A Walk to Remember
Arzhan mendengar suara ketukan pintu ketika ia tengah sibuk menumpuk beberapa buku pelajaran yang telah ia selesai kerjakan. Matanya melihat ke arah jam dinding kamarnya yang menujukkan pukul dua belas malam. Terlalu malam untuk bertamu. Dengan langkah gontai, Arzhan melangkah mendekati pintu dan membuka pintu itu untuk melihat siapa yang mengetuk pintu.
Kinara berdiri di depan kamarnya sembari membawa guling kamar berwarna kuning kesayangannya. “Kak, udah tidur kah?” tanyanya polos.
Arzhan menggaruk telinganya tidak gatal, “Enggak sih Ra, kenapa?” tanya Arzhan kemudian.
“Temenin gue nonton The Medium dong, tadi gue ke kamar kak Arsha lampunya udah mati.” ujar Kinara lagi.
Arzhan tersenyum simpul, “Emang ga ngantuk?” tanya Arzhan memastikan.
Kinara langsung menggeleng, “Sama sekali enggak. Ayo kak ih, buruan.” ajak Kinara lagi, dan kali ini menarik lengan Arzhan untuk berjalan bersama menuju kamarnya.
Arzhan tersenyum geli, Kinara memaksakan dirinya untuk menemani ia menonton film horror. Bahkan Kinara sendiri tidak bisa membuka matanya sendiri sepanjang film karena terlalu takut untuk melihatnya.
“Kalau gini mah jadi laptopnya Ra, yang nonton elo.” goda Arzhan.
“Ihh, diem kak Arzhan!!”
“ARZHAAANN!! ARZHAAAAN!!”
Arzhan membuka matanya perlahan ketika suara Arsha menyapa gendang telinganya. Arzhan menatap kosong kasur sampingnya, tempat Kinara tidur semalam.
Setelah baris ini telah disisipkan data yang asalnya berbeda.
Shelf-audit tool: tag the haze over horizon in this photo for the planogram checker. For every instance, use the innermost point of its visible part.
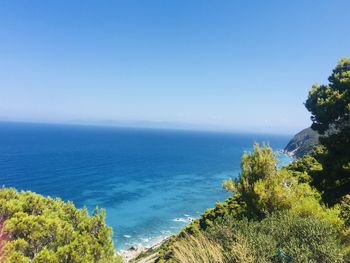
(228, 66)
“Anjir bangun bego, bisa bisanya lo ketiduran lagi di kamar Kinara.” ujar Arsha mengomel. “Sampe kapan lo gabisa merelakan kepergian Kinara Zhan?” tanya Arsha kemudian dengan nada sendu.
Arzhan terduduk, tangannya mengusap wajahnya dengan kasar.
“Ini udah dua tahun sejak kepergian Kinara, Zhan. Kemudian setiap malam lo selalu pergi ke kamar dia dan berakhir ketiduran disini. You have to accept that she's not here anymore.” Arsha masih menasehati.
“Lo ga pernah percaya ketika gue selalu bilang, tiap malam Kinara ke kamar gue dan bawa guling. Dia selalu membujuk gue buat temenin dia nonton film.” jawab Arzhan kemudian. “Dan juga bagi gue, Kinara masih ada Sha. Gue masih belum bisa menganggap dia sebagai kenangan.” sambungnya lagi.
Arsha terdiam, Arzhan pun sama.
Kemudian Arzhan kembali melihat Arsha yang ada di depannya dengan mata berkaca. “Dan lo mungkin juga bakalan inget, a year after her death you give up on life because of the pain losing Kinara!!” Teriak Arzhan kemudian.
Bayangan Arsha yang ada di depan Arzhan langsung mengabur begitu kalimat terakhir terselesaikan. Hati Arzhan kembali di penuhi oleh duka.
Dirinya menangis dengan keras hingga Arzhan tersadar ada Nabil dan Raka yang masuk dengan paksa ke dalam kamarnya untuk membangunkan dirinya yang masih belum bisa lepas dari dunia mimpi.
“ARZHAN??? BANGUN ARZHAN!!” teriak Raka panik, menepuk-nepuk pipi Arzhan. Berusaha untuk menyadarkan nya dari mimpi buruk.
Nabil yang berada di samping Raka hanya bisa memegang tangan Arzhan yang di penuhi oleh keringat dingin. Segera setelah Arzhan terbangun, keduanya memeluk Arzhan dengan erat.
Bulan bulan terakhir setelah kepergian Kinara, semua berjalan menuju kehancuran. Arsha yang tidak bisa melepas bayang kepergian Kinara, lebih menyerah pada kehidupan.
Arsha lelah. Jiwanya sudah penat menanggung setiap duka yang tertinggal karena kepergian Kinara. Arsha terbangun setiap hari untuk kembali bertarung dengan hal yang sama. Dia kehilangan motivasi untuk terus melanjutkan hidup, hingga akhirnya sekali lagi rumah di penuhi oleh duka.
Karena yang paling sedih itu bukan tentang kepergiannya, tapi tentang kisah selanjutnya dari orang-orang yang dia tinggalkan.